Red Skills or Blue Skills? A Dive Into Skills Published on ClawHub

arXiv cs.CL / 4/16/2026

💬 OpinionSignals & Early TrendsIdeas & Deep AnalysisModels & Research

Key Points

  • The paper studies ClawHub, a large public registry of LLM agent “skills,” by building and normalizing a dataset of 26,502 skills and analyzing language, organization, popularity, and security-related signals.
  • It finds strong cross-lingual patterns: English skills skew toward infrastructure and technical capabilities (e.g., APIs, automation, memory), while Chinese skills cluster more around application scenarios such as media generation, social content, and finance services.
  • The authors report that over 30% of crawled skills show suspicious or malicious labeling via available platform signals, and many skills still lack complete safety observability.
  • They propose an early risk-assessment approach using only submission-time information and evaluate a balanced benchmark of 11,010 skills, with the best Logistic Regression reaching 72.62% accuracy and 78.95% AUROC.
  • Documentation quality is identified as the most informative submission-time signal for predicting skill risk, highlighting public registries as both an enabler for reuse and a new security risk surface.

Abstract

Skill ecosystems have emerged as an increasingly important layer in Large Language Model (LLM) agent systems, enabling reusable task packaging, public distribution, and community-driven capability sharing.

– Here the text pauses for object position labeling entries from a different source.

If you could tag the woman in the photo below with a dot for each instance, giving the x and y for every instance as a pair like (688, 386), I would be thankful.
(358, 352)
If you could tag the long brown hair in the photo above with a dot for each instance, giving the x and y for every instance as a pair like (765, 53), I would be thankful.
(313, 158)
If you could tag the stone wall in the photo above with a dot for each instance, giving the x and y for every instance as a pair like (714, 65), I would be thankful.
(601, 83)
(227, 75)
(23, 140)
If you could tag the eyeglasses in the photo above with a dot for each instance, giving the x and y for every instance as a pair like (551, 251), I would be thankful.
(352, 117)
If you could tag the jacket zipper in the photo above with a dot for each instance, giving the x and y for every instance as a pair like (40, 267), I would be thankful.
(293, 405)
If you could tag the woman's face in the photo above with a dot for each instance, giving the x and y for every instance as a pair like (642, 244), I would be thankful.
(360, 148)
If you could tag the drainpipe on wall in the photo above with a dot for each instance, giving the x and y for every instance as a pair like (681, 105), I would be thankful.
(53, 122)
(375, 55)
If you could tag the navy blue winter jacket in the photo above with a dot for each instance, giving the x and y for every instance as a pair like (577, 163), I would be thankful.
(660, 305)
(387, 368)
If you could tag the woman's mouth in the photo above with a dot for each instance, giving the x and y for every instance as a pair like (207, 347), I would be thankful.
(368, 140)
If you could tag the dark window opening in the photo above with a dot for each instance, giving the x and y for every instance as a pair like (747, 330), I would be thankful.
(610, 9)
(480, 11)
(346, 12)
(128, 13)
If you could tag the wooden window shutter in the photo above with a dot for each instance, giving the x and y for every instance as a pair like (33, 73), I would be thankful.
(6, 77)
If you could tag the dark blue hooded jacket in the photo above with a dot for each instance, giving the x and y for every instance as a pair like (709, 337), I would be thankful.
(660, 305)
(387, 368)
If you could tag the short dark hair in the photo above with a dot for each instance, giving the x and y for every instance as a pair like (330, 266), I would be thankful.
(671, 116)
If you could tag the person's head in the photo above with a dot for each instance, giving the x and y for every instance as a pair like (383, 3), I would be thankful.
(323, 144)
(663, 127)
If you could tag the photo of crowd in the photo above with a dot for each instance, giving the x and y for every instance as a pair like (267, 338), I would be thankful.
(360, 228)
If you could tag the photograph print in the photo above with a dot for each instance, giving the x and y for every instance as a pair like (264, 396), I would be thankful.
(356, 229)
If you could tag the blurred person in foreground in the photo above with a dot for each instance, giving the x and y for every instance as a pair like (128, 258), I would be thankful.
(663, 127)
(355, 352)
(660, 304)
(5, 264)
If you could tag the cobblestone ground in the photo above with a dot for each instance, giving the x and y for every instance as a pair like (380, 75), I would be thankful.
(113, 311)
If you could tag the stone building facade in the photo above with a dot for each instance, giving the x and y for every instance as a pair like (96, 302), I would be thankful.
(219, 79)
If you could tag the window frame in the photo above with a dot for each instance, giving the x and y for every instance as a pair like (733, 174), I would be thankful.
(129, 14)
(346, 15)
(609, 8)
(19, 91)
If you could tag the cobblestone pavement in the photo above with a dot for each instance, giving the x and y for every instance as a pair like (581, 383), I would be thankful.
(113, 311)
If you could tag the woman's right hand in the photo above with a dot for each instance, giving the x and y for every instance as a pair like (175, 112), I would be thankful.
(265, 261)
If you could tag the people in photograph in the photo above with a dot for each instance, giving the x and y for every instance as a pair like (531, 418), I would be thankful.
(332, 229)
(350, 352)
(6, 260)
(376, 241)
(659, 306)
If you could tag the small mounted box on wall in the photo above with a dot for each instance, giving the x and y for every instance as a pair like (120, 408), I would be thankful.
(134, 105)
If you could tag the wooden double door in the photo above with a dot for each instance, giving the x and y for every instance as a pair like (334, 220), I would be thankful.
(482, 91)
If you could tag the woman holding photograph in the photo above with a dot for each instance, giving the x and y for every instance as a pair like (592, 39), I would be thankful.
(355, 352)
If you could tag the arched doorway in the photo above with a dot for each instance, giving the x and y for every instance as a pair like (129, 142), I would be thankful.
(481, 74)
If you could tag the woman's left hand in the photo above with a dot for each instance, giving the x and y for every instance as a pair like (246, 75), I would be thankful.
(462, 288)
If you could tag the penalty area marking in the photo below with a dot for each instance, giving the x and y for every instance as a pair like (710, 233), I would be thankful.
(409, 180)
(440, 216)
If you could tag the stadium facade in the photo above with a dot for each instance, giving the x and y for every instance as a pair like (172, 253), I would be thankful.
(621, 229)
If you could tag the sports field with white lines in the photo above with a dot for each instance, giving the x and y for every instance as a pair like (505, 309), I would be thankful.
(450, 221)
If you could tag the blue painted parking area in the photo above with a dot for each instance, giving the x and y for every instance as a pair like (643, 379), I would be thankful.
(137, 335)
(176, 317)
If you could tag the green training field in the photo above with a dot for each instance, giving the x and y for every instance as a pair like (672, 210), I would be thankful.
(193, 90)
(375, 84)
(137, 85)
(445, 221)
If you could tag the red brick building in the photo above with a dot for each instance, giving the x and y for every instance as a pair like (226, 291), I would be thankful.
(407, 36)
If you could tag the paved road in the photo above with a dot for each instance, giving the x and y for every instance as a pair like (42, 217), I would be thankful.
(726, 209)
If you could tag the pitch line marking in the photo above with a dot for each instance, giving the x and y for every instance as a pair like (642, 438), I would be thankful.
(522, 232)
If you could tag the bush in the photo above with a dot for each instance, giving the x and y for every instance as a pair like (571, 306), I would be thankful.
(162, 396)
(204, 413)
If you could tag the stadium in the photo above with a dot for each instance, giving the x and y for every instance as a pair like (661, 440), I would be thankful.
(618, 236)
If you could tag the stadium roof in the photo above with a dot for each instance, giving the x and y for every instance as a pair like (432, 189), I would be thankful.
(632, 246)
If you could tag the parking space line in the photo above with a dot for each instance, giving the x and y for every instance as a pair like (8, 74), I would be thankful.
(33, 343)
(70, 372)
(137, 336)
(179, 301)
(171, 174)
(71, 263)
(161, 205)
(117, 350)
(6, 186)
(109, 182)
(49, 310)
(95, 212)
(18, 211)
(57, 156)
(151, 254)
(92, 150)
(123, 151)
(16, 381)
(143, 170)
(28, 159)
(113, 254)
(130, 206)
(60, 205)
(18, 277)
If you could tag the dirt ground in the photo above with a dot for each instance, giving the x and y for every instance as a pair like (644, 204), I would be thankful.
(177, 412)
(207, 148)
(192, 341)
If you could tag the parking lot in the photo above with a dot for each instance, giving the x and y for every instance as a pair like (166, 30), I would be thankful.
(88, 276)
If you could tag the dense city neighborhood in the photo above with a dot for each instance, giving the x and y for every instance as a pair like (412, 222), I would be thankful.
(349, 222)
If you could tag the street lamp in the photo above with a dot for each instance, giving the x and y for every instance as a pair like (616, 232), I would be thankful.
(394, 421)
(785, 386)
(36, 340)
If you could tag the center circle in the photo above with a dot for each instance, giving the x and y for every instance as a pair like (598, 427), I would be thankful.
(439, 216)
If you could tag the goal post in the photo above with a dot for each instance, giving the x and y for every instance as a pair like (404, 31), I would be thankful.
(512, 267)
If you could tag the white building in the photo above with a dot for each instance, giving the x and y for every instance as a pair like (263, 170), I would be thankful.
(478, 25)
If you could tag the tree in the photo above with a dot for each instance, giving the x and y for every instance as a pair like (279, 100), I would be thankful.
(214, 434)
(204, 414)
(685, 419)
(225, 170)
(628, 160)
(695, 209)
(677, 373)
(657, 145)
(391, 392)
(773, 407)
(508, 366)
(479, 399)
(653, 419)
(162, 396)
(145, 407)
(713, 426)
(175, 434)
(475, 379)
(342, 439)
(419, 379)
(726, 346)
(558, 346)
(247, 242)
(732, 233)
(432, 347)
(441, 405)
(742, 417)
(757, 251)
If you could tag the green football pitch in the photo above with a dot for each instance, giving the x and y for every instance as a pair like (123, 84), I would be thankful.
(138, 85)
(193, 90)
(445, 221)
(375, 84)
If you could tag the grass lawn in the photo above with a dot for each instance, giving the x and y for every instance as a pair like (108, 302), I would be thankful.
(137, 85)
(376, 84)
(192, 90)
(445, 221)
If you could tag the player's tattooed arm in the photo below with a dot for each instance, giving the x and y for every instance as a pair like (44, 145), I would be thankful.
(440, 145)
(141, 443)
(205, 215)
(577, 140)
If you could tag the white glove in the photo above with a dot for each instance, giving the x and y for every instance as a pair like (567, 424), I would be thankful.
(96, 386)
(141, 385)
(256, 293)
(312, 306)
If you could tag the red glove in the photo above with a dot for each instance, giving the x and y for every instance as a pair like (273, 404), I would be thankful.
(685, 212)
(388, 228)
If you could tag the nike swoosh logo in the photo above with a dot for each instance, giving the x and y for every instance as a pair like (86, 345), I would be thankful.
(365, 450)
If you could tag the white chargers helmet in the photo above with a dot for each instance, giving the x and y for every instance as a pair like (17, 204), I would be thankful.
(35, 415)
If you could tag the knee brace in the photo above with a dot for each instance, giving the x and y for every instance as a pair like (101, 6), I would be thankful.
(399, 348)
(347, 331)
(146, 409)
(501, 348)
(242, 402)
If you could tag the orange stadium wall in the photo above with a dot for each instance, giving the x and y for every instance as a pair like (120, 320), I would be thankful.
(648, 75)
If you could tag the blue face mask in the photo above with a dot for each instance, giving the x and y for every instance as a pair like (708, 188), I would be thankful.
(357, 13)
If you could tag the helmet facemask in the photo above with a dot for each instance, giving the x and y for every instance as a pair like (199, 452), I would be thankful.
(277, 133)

However, despite their rapid growth, the functionality, ecosystem structure, and security risks of public skill registries remain underexplored. In this paper, we present an empirical study of ClawHub, a large public registry of agent skills. We build and normalize a dataset of 26,502 skills, and conduct a systematic analysis of their language distribution, functional organization, popularity, and security signals. Our clustering results show clear cross-lingual differences: English skills are more infrastructure-oriented and centered on technical capabilities such as APIs, automation, and memory, whereas Chinese skills are more application-oriented, with clearer scenario-driven clusters such as media generation, social content production, and finance-related services. We further find that more than 30% of all crawled skills are labeled as suspicious or malicious by available platform signals, while a substantial fraction of skills still lack complete safety observability. To study early risk assessment, we formulate submission-time skill risk prediction using only information available at publication time, and construct a balanced benchmark of 11,010 skills. Across 12 classifiers, the best Logistic Regression achieves a accuracy of 72.62% and an AUROC of 78.95%, with primary documentation emerging as the most informative submission-time signal. Our findings position public skill registries as both a key enabler of agent capability reuse and a new surface for ecosystem-scale security risk.